You may know about the 60-day window for making tax-free rollovers of funds withdrawn from your IRA or other tax-favored retirement account. Here are a couple of things you might not know about the deadline:
1. The 60-day period begins the day after you receive funds from the account in question. That can be a beneficial rule because every day counts. (Internal Revenue Code Section 402(c)(3)(A))
2. Unlike most tax deadlines, there is no extension granted if the rollover period ends on a weekend or holiday. So, for example, if the 60-day period ends on a Sunday, the rollover deadline is not extended to the following Monday.
Meeting the deadline is crucial. If you don't complete a rollover within the 60-day window, the withdrawn amount is treated as a taxable distribution to you as the account owner. That is painful enough, but there's more. If this failed rollover happens before you reach age 59 1/2, you may also get hit with the 10 percent premature withdrawal penalty tax. That is doubly painful. In addition, you may owe state income tax.
Although the 60-day rule is well-known, taxpayers still miss it all the time for various reasons. In general, the IRS is unsympathetic, even if you've got a fairly good excuse. However, all may not be lost. The IRS has granted relief for missed rollovers in a tightly defined set of circumstances. (IRS Revenue Procedure 2003-16)
Who Caused the Missed Deadline?
The IRS will automatically waive the 60-day rule when a mistake made by a financial institution causes you to miss the deadline for making a tax-free rollover. However, an automatic waiver is only available when you meet all the criteria listed below:
1. The financial institution received the funds on your behalf before the expiration of the 60-day rollover period.
2. You gave instructions to the financial institution that would have resulted in a successful rollover if they had been followed.
3. Within the 60-day period, you complied with the financial institution's directions for accomplishing a successful rollover.
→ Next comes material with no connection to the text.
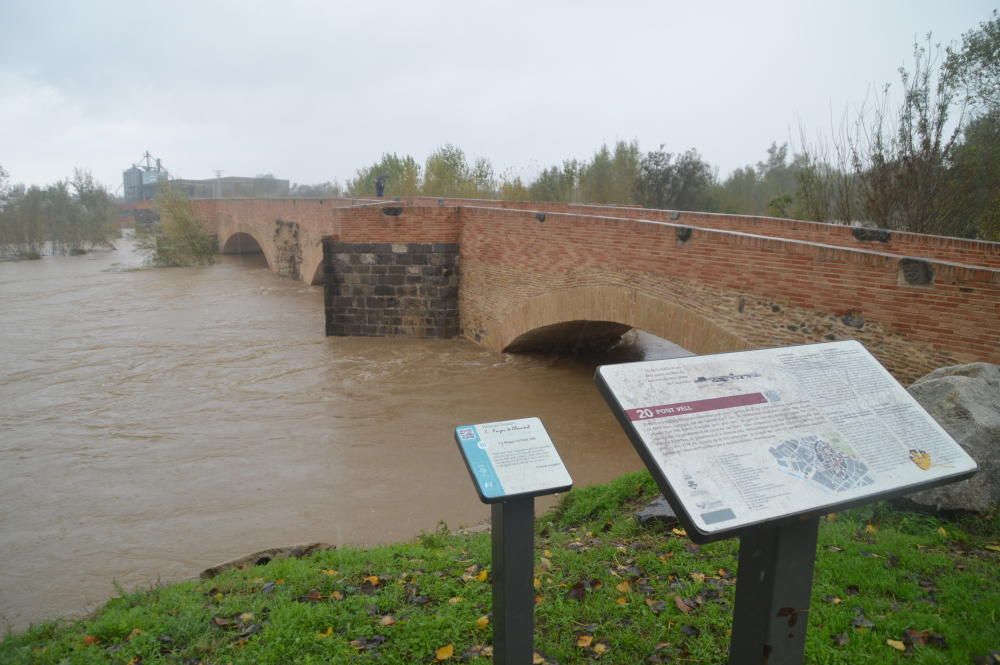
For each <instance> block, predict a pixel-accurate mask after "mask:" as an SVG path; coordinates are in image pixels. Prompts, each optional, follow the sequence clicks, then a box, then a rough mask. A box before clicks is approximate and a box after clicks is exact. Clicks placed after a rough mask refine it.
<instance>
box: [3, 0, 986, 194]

4. Only because of one or more errors by the financial institution, the funds were not deposited into an eligible retirement account or plan within the 60-day rollover period. In other words, the attempted tax-free rollover failed, and it was the financial institution's fault while you were essentially blameless.
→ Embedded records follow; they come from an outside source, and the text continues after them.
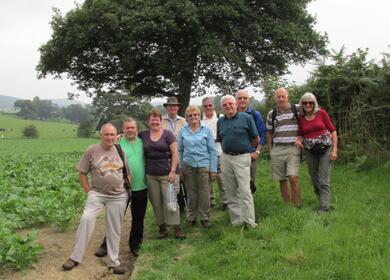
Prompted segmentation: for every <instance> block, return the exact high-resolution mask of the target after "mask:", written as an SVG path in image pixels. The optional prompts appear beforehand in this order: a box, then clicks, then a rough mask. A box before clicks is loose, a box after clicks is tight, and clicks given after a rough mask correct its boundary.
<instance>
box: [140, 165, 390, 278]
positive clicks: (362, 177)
mask: <svg viewBox="0 0 390 280" xmlns="http://www.w3.org/2000/svg"><path fill="white" fill-rule="evenodd" d="M270 174H271V170H270V167H269V163H268V162H266V161H262V162H261V164H260V166H259V174H258V184H257V185H258V191H257V193H256V194H255V206H256V214H257V219H258V222H259V226H258V227H257V228H255V229H253V230H249V231H245V230H243V229H242V228H241V227H238V228H237V227H233V226H232V225H230V223H229V218H228V214H227V212H222V211H221V210H219V209H216V210H213V211H212V220H211V221H212V227H211V228H210V229H209V230H205V229H203V228H201V227H195V228H187V227H186V226H184V229H185V231H186V232H187V234H188V236H187V239H186V240H185V241H176V240H173V239H169V240H163V241H161V240H156V239H155V237H156V235H157V227H156V225H155V222H154V218H153V213H152V212H151V210H150V209H148V214H147V221H146V238H147V239H146V240H145V242H144V243H143V247H142V250H141V256H140V257H139V258H138V260H137V263H136V267H137V269H136V271H137V272H136V275H134V279H390V250H389V248H390V239H389V236H390V190H389V188H388V186H389V183H388V182H389V181H390V175H389V174H390V173H389V169H384V168H383V169H376V170H371V171H367V172H359V173H358V172H355V171H354V170H352V169H349V168H346V167H344V166H339V165H336V166H334V169H333V174H332V195H333V198H332V202H333V210H332V211H331V212H330V213H328V214H323V215H317V214H315V212H314V209H316V208H317V207H318V206H319V205H318V202H317V201H316V199H315V195H314V193H313V190H312V187H311V183H310V181H309V178H308V175H307V170H306V163H304V164H303V165H302V172H301V185H302V198H303V208H302V209H300V210H297V209H295V208H293V207H291V206H289V205H287V206H286V205H284V204H283V203H282V201H281V198H280V194H279V187H278V184H277V183H276V182H273V181H271V179H270V177H271V175H270ZM182 223H183V224H184V223H185V218H182Z"/></svg>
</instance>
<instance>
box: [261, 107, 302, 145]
mask: <svg viewBox="0 0 390 280" xmlns="http://www.w3.org/2000/svg"><path fill="white" fill-rule="evenodd" d="M273 110H275V109H273ZM273 110H271V111H270V112H269V113H268V115H267V130H269V131H273V134H272V142H273V143H279V144H280V143H283V144H288V143H294V142H295V139H296V138H297V136H298V120H297V119H296V118H295V116H294V113H293V111H292V109H291V104H289V105H288V108H287V109H286V110H281V109H279V108H276V110H277V111H276V118H275V121H274V123H272V112H273Z"/></svg>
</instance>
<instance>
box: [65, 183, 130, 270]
mask: <svg viewBox="0 0 390 280" xmlns="http://www.w3.org/2000/svg"><path fill="white" fill-rule="evenodd" d="M127 200H128V194H127V193H123V194H120V195H107V194H102V193H99V192H96V191H93V190H91V191H89V192H88V198H87V202H86V204H85V207H84V212H83V215H82V216H81V219H80V224H79V227H78V229H77V235H76V243H75V246H74V251H73V253H72V255H71V256H70V258H71V259H72V260H74V261H76V262H81V261H82V260H83V256H84V253H85V249H86V247H87V245H88V242H89V240H90V238H91V235H92V233H93V231H94V229H95V223H96V218H97V216H98V215H99V213H100V210H101V209H103V207H105V212H106V218H105V219H106V237H107V256H108V261H107V265H108V266H117V265H119V264H120V262H119V259H118V255H119V242H120V237H121V223H122V221H123V216H124V214H125V209H126V206H127Z"/></svg>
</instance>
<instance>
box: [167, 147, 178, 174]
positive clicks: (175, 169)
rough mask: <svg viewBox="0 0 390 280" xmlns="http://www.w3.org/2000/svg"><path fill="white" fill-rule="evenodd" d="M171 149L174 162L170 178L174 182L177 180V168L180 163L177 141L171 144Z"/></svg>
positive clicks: (172, 166) (173, 160) (170, 172)
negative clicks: (175, 178)
mask: <svg viewBox="0 0 390 280" xmlns="http://www.w3.org/2000/svg"><path fill="white" fill-rule="evenodd" d="M169 149H170V150H171V156H172V161H171V162H172V164H171V170H170V172H169V175H168V180H169V181H170V182H173V181H174V180H175V175H176V168H177V165H178V164H179V152H178V150H177V142H173V143H172V144H171V145H169Z"/></svg>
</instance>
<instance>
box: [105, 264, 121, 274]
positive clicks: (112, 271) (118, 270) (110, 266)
mask: <svg viewBox="0 0 390 280" xmlns="http://www.w3.org/2000/svg"><path fill="white" fill-rule="evenodd" d="M108 269H112V273H114V274H125V269H124V268H123V267H121V266H120V265H117V266H110V267H109V268H108Z"/></svg>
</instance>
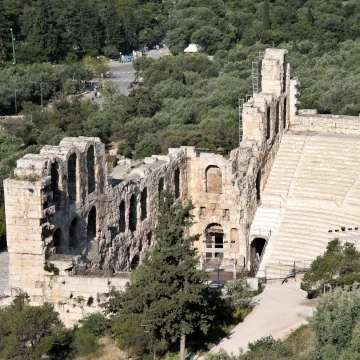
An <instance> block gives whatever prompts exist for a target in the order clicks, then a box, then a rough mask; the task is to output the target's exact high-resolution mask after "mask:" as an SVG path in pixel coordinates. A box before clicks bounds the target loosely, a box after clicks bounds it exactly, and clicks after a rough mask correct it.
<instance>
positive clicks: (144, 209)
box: [141, 188, 147, 221]
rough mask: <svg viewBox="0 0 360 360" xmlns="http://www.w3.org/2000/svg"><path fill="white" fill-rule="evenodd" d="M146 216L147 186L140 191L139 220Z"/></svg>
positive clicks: (146, 205)
mask: <svg viewBox="0 0 360 360" xmlns="http://www.w3.org/2000/svg"><path fill="white" fill-rule="evenodd" d="M146 218H147V188H145V189H144V190H143V191H142V192H141V221H143V220H145V219H146Z"/></svg>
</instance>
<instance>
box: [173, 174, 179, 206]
mask: <svg viewBox="0 0 360 360" xmlns="http://www.w3.org/2000/svg"><path fill="white" fill-rule="evenodd" d="M174 188H175V199H178V198H179V197H180V169H176V170H175V174H174Z"/></svg>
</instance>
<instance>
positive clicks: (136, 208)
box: [119, 169, 180, 233]
mask: <svg viewBox="0 0 360 360" xmlns="http://www.w3.org/2000/svg"><path fill="white" fill-rule="evenodd" d="M164 188H165V181H164V178H162V177H161V178H160V179H159V183H158V196H159V199H160V198H161V194H162V193H163V191H164ZM174 193H175V197H176V198H179V197H180V170H179V169H176V170H175V172H174ZM147 198H148V191H147V188H144V189H143V190H142V192H141V195H140V211H141V214H140V219H141V221H144V220H145V219H146V218H147V216H148V213H147ZM137 205H138V204H137V196H136V194H132V195H131V198H130V202H129V214H128V223H129V230H130V231H135V230H136V229H137V222H138V207H137ZM119 212H120V219H119V231H120V232H121V233H123V232H125V231H126V204H125V200H121V202H120V207H119Z"/></svg>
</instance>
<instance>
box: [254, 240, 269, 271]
mask: <svg viewBox="0 0 360 360" xmlns="http://www.w3.org/2000/svg"><path fill="white" fill-rule="evenodd" d="M265 245H266V240H265V239H264V238H255V239H253V240H252V242H251V244H250V261H251V267H252V269H257V267H258V266H259V264H260V259H261V256H262V254H263V252H264V249H265Z"/></svg>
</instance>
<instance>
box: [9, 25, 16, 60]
mask: <svg viewBox="0 0 360 360" xmlns="http://www.w3.org/2000/svg"><path fill="white" fill-rule="evenodd" d="M10 34H11V42H12V46H13V65H15V64H16V57H15V38H14V32H13V30H12V29H10Z"/></svg>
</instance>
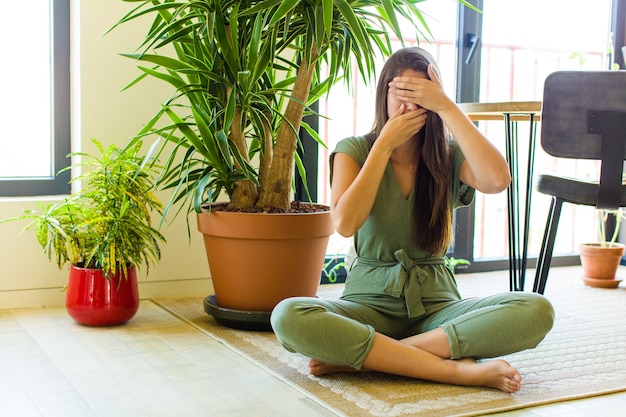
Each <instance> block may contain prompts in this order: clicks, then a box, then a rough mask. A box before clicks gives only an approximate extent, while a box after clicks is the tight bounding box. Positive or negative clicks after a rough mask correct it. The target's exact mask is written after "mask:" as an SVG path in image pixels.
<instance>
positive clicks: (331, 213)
mask: <svg viewBox="0 0 626 417" xmlns="http://www.w3.org/2000/svg"><path fill="white" fill-rule="evenodd" d="M331 218H332V220H333V226H335V231H336V232H337V233H339V234H340V235H341V236H343V237H352V236H353V235H354V233H355V232H356V229H357V227H356V226H355V225H354V224H353V221H351V220H350V219H349V218H344V217H339V216H337V215H334V216H333V213H332V211H331Z"/></svg>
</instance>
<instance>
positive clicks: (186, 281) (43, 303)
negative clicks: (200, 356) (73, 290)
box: [0, 278, 213, 310]
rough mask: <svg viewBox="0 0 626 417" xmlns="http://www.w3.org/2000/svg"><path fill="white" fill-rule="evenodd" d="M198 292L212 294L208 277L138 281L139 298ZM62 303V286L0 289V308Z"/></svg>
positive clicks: (211, 289) (64, 299)
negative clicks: (147, 280)
mask: <svg viewBox="0 0 626 417" xmlns="http://www.w3.org/2000/svg"><path fill="white" fill-rule="evenodd" d="M198 294H206V295H210V294H213V284H212V282H211V279H210V278H197V279H183V280H171V281H143V282H142V281H140V282H139V297H140V298H141V299H149V298H155V297H183V296H186V295H198ZM64 305H65V291H64V290H63V288H62V287H51V288H35V289H15V290H10V291H0V310H2V309H17V308H41V307H53V306H55V307H56V306H64Z"/></svg>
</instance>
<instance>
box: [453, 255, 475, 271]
mask: <svg viewBox="0 0 626 417" xmlns="http://www.w3.org/2000/svg"><path fill="white" fill-rule="evenodd" d="M447 262H448V266H449V267H450V268H452V269H453V270H454V269H455V268H456V267H457V266H459V265H470V261H468V260H467V259H462V258H459V259H457V258H454V257H452V258H447Z"/></svg>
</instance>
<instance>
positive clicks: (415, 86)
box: [389, 65, 452, 113]
mask: <svg viewBox="0 0 626 417" xmlns="http://www.w3.org/2000/svg"><path fill="white" fill-rule="evenodd" d="M428 76H429V77H430V79H428V78H419V77H396V78H394V79H393V80H392V81H391V82H390V83H389V92H390V93H392V94H395V95H396V97H398V99H399V100H402V101H405V102H407V103H413V104H415V105H417V106H421V107H424V108H425V109H428V110H430V111H434V112H435V113H439V112H441V111H442V110H444V109H446V107H447V106H449V105H450V104H451V103H452V101H451V100H450V99H449V98H448V96H447V95H446V94H445V92H444V91H443V88H442V86H441V82H440V81H439V78H438V77H437V74H436V73H435V71H434V70H433V68H432V65H428Z"/></svg>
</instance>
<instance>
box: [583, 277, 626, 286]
mask: <svg viewBox="0 0 626 417" xmlns="http://www.w3.org/2000/svg"><path fill="white" fill-rule="evenodd" d="M582 280H583V282H584V283H585V285H588V286H590V287H597V288H617V286H618V285H619V283H620V282H622V280H621V279H596V278H589V277H582Z"/></svg>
5. Last but definitely not least, you must show that the funds you intended to roll over tax-free were actually deposited into an eligible retirement account or plan within one year from the beginning of the 60-day rollover period. In other words, while you may pass all the other tests necessary to qualify for a waiver of the 60-day rule, you only have a limited time to prove you were absolutely serious about wanting a tax-free rollover. Put another way, the waiver of the 60-day rule is a limited time offer, and you must prove your good intentions within the one-year time frame.
What is a Private Letter Ruling?
A private letter ruling only applies to the specific taxpayer who asks for the written advice. It cannot be relied on as precedent by other taxpayers or IRS personnel. However, the IRS publishes private letter rulings, which taxpayers and their advisers can use as guides to help understand how the agency thinks about a topic. When an individual requests a ruling and pays the appropriate fee, he or she will receive a letter with a decision and the reasons behind it.
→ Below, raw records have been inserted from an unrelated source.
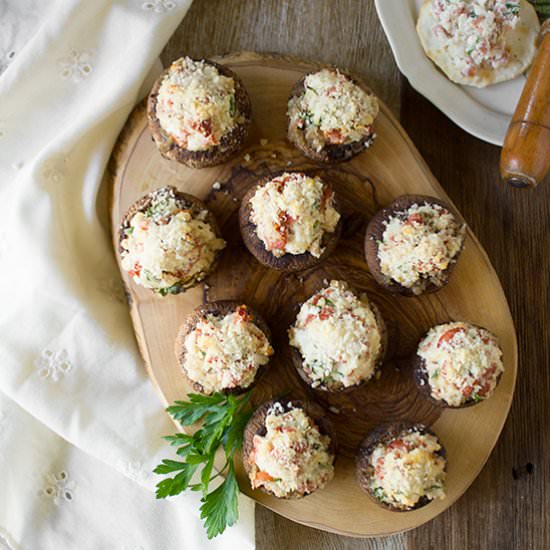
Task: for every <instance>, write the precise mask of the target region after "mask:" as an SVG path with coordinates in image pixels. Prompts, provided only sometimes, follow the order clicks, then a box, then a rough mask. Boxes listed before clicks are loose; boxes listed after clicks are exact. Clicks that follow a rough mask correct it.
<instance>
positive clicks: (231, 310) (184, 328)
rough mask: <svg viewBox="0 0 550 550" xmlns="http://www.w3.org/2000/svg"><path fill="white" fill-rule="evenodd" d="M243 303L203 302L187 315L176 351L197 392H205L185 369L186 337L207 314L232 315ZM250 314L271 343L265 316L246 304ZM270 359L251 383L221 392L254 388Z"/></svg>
mask: <svg viewBox="0 0 550 550" xmlns="http://www.w3.org/2000/svg"><path fill="white" fill-rule="evenodd" d="M241 305H246V304H243V302H238V301H236V300H219V301H217V302H210V303H208V304H203V305H201V306H199V307H197V308H195V309H194V310H193V312H192V313H191V314H190V315H189V316H188V317H187V319H186V320H185V322H184V323H183V324H182V325H181V327H180V329H179V331H178V335H177V336H176V341H175V352H176V357H177V359H178V363H179V365H180V367H181V369H182V371H183V374H184V375H185V377H186V378H187V380H188V381H189V383H190V384H191V385H192V386H193V389H194V390H195V391H196V392H199V393H202V394H205V393H206V392H205V390H204V387H203V386H202V384H201V383H200V382H197V381H195V380H192V379H191V378H189V376H188V374H187V371H186V370H185V359H186V354H187V351H186V349H185V338H186V337H187V335H188V334H189V333H190V332H192V331H193V330H194V329H195V327H196V326H197V324H198V322H199V321H201V320H202V319H205V318H206V316H207V315H216V316H220V317H225V316H226V315H230V314H231V313H233V312H234V311H235V309H236V308H237V307H239V306H241ZM246 308H247V310H248V313H249V315H250V316H251V317H252V318H251V320H250V321H251V322H252V323H254V324H255V325H256V326H257V327H258V328H259V329H260V330H261V331H262V332H263V333H264V334H265V336H266V338H267V339H268V340H269V343H270V344H272V342H271V331H270V330H269V327H268V325H267V323H266V322H265V320H264V319H263V317H262V316H261V315H260V314H259V313H258V312H257V311H256V310H255V309H254V308H251V307H250V306H248V305H247V306H246ZM269 364H270V361H268V362H267V363H266V364H265V365H260V367H259V368H258V370H257V371H256V375H255V376H254V380H253V381H252V383H251V384H249V385H248V386H246V387H241V386H237V387H235V388H225V389H223V390H219V391H220V393H224V394H226V395H228V394H239V393H243V392H245V391H248V390H249V389H251V388H253V387H254V386H255V385H256V384H257V382H258V380H259V379H260V378H261V376H262V375H263V373H264V372H265V371H266V370H267V368H268V367H269Z"/></svg>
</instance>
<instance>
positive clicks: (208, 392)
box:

Observation: At first blush, these rules may seem almost impossible to take advantage of, but many taxpayers can meet them. The hard part may be proving it to the IRS. If you qualify for relief under the automatic waiver rules, the failed rollover will be declared a tax- free transaction after all.
Another Option: Request a Hardship Waiver
Even if you are ineligible for an automatic waiver, you may still be able to get relief from the 60-day rule on the grounds of hardship. This is done by requesting a private letter ruling (PLR) from the IRS.
Who qualifies for a hardship waiver? The list includes those who fall victim to casualties, disasters and other events beyond their control. In recent years, waivers have been granted to taxpayers filing PLRs for hardships such as illness, the death of a spouse, bad advice from a financial institution and severe weather. The IRS will waive the 60-day rule if not doing so would be against "equity or good conscience."
In applying this standard, the IRS considers all relevant facts and circumstances. (Internal Revenue Code Sections 3.01 and 3.02 of IRS Revenue Procedure 2003-16.)
Conclusion: Obviously, the best way to avoid problems with an intended tax-free retirement account rollover is to complete the transaction within the 60-day window. In addition, it is advisable to conduct rollovers via direct trustee-to-trustee transfers whenever possible. That way, the funds pass through fewer hands, which reduces the chances of something going wrong. However, if the transaction does go off track, it's nice to know you may qualify for relief under the special rules summarized in this article.